Der beamtete Lehrer einer Berufsbildenden Schule wurde seit seiner Einstellung in den Schuldienst mehrfach wegen Beschwerden über seinen Unterrichtsstil und sein Sozialverhalten versetzt. Ab dem Jahr 2004 erkrankte er längerfristig. Er wurde wiederholt amtsärztlich untersucht und zunächst wegen einer psychischen Störung für dienstunfähig befunden. Bei einer weiteren Untersuchung stellte die Amtsärztin im Februar 2012 fest, dass der Beamte nunmehr dienstfähig war. Eine erneute amtsärztliche Untersuchung zur Frage seiner Dienstfähigkeit im Mai 2012 kam zu demselben Ergebnis. Daraufhin forderte das Land ihn auf, seinen Dienst wieder anzutreten, was er bis Mitte August 2012 jedoch nicht tat. Stattdessen legte er privatärztliche Atteste vor, die ihm ohne weitere Begründung „Arbeitsunfähigkeit“ bescheinigten. Er teilte dem Land mit, er habe seinen Dienst wegen nicht fachgerechter Verwendung und nicht zumutbarer Bedingungen nicht angetreten, könne ihn aber sofort an einem Gymnasium aufnehmen. Nach Feststellung des Verlusts seiner Dienstbezüge wegen ungenehmigten Fernbleibens vom Dienst und rechtskräftigem Abschluss des hiergegen von dem Beamten ohne Erfolg durchgeführten Klageverfahrens leitete das Land das vorliegende Disziplinarverfahren ein. Wegen vorsätzlichen ungenehmigten Fernbleibens vom Dienst entfernte das Verwaltungsgericht den Lehrer aus dem Beamtenverhältnis (vgl. Pressemitteilung des Verwaltungsgerichts Trier Nr. 29/2015). Das Oberverwaltungsgericht bestätigte diese Entscheidung und wies die Berufung des Beamten gegen das verwaltungsgerichtliche Urteil zurück.

Bleibt ein dienstfähiger Beamter über einen Zeitraum von mehreren Monaten vorsätzlich ohne Genehmigung dem Dienst fern, so führt dies in der Regel zu seiner Entfernung aus dem Beamtenverhältnis. Dies entschied das Oberverwaltungsgericht Rheinland-Pfalz in Koblenz.
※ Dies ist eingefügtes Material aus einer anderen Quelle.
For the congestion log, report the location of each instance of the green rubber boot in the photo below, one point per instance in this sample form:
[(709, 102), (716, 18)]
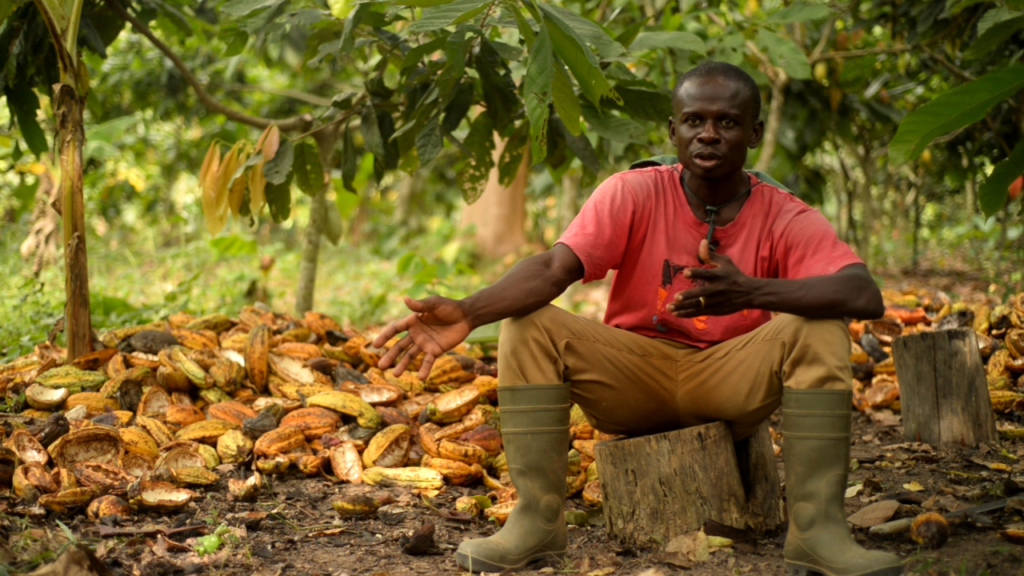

Der Beamte habe durch sein vorsätzliches Fernbleiben vom Dienst als Lehrer einer Berufsbildenden Schule in der Zeit vom 29. Mai bis zum 12. August 2012 ein sehr schwer wiegendes Dienstvergehen begangen, wodurch er das Vertrauen des Dienstherrn und der Allgemeinheit endgültig verloren habe. Er habe nach den zahlreichen Krankmeldungen und den in der Folge mehrfach angeordneten amtsärztlichen Untersuchungen gewusst, dass er von seiner Dienstleistung nur bei Vorliegen amtsärztlich anerkannter Erkrankungen befreit gewesen sei und seitens der Amtsärzte nach erneuter Untersuchung nunmehr als dienstfähig angesehen worden sei. Ein entsprechendes Wissen bezüglich seiner Dienstfähigkeit belege sein Schreiben, in dem er mitteile, nur zu einer Dienstleistung an einem Gymnasium bereit zu sein. Auch unter Berücksichtigung seines Persönlichkeitsbildes und bei Abwägung aller für und gegen ihn sprechenden Gesichtspunkte sei aufgrund der Schwere des Dienstvergehens seine Entfernung aus dem Dienst erforderlich. Die ordnungsgemäße Erbringung der ihm obliegenden Dienstleistung gehöre aufgrund der unbedingten Angewiesenheit des Dienstherrn auf die Dienstleistung seiner Beamten zu den unabdingbaren Kernpflichten eines jeden Beamten. Ein Beamter des höheren Dienstes, der vorsätzlich über einen Zeitraum von mehreren Monaten seine Dienstleistung vollständig verweigere, beeinträchtige nicht nur in erheblicher Weise sein eigenes Ansehen. Vielmehr würden dadurch auch das Ansehen und das Vertrauen der Bevölkerung in die Beamtenschaft allgemein verletzt sowie – und zwar in schwerwiegender Weise – die elementaren Grundpflichten eines jeden Bediensteten im öffentlichen Dienst missachtet. Hinzu komme, dass der Staat für eine erfolgreiche Wahrnehmung des ihm obliegenden Erziehungsauftrags auf eine funktionierende Schule angewiesen sei. Ein Lehrer, der wie der Beklagte seinen Dienst nur dann anbiete, wenn er zuvor an die von ihm gewünschte Schule versetzt werde, gefährde die Funktionsfähigkeit der Schulverwaltung unmittelbar und auf das Schwerste.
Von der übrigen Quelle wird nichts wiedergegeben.